When the researchers tried deleting CypA in mouse models with estrogen receptor-positive breast cancer and estrogen receptor-negative breast cancer, it inhibited the carcinogenic activity of Stat5 signaling.

By doing this, the scientists slowed down — and, in some cases, even stopped — the growth of breast cancer cells in the rodents.

“This research identifies [CypA] as a relevant target for therapeutic intervention in breast cancer,” explains Dr. Clevenger.

He goes on, “Because [Food and Drug Administration]-approved drugs are available to inhibit the action of CypA, translation of these findings to breast cancer patients should be rapid.”

The researchers were clued in on the potential importance of CypA in breast cancer by previous studies that Dr. Clevenger conducted, which looked at the signaling pathways for prolactin (PRL), which is a hormone that stimulates the production of breast milk.

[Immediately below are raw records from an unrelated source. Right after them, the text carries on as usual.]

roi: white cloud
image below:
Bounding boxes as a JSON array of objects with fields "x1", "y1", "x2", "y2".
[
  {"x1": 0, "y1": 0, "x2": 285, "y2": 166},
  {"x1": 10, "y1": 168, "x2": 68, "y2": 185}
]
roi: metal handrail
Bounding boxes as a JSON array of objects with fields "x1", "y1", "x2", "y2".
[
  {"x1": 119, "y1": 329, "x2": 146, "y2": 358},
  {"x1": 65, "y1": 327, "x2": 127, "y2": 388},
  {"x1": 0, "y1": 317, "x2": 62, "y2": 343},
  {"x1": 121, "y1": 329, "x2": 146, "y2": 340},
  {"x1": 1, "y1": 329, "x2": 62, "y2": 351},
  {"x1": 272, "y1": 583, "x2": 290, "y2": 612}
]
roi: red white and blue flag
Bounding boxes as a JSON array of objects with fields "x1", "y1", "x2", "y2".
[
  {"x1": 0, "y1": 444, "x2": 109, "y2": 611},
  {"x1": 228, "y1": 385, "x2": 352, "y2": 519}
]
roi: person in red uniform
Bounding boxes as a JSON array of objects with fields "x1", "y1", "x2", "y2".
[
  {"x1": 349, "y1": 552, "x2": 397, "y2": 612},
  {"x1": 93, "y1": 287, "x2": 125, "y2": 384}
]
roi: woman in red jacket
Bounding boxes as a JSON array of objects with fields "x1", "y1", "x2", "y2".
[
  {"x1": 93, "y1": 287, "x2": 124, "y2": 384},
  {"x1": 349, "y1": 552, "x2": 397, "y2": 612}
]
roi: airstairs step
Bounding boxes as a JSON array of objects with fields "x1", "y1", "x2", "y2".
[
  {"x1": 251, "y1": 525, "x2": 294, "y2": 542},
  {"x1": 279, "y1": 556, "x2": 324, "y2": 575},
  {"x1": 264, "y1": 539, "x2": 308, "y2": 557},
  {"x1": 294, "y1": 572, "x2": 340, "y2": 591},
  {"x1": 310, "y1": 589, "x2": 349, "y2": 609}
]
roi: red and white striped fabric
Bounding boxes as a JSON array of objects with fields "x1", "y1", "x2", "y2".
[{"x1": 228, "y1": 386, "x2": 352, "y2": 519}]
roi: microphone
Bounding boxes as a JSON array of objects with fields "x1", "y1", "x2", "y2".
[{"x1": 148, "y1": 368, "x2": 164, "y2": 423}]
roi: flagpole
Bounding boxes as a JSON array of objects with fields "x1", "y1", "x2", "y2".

In his previous research, Dr. Clevenger showed that PRL receptor (PRLr) signaling plays a role in the growth of breast cancer tumors.

Furthermore, when he looked at the genetic pathways linked to PRLr signaling — which include Jak2/Stat5 — he also found that CypA played an important role in activating these pathways.

In the current study, the researchers also found that even when they removed CypA from the mice, it did not affect their ability to express milk.

“This study demonstrated many similarities to other loss-of-function mouse models of the PRL-PRLr-Jak2/Stat5 signaling pathway,” Dr. Clevenger notes.

However, what distinguishes the CypA-deprived mouse models from the other genetic deletion models was the mice’s ability to still successfully lactate and nurse their offspring, despite the loss of an enzyme critical to mammary gland development.”

Dr. Charles Clevenger

According to the team, this suggests that, while Jak2/Stat5 signaling may have been significantly weakened by CypA deletion, it might not have been fully deactivated.

This is the first time that a study has explored the role of this key enzyme in the development of breast cancer, and the scientists are hopeful that their discovery may lead to more targeted therapies.

“No study to date had previously examined the loss of CypA function during mammary development and the formation of cancer,” says Dr. Clevenger.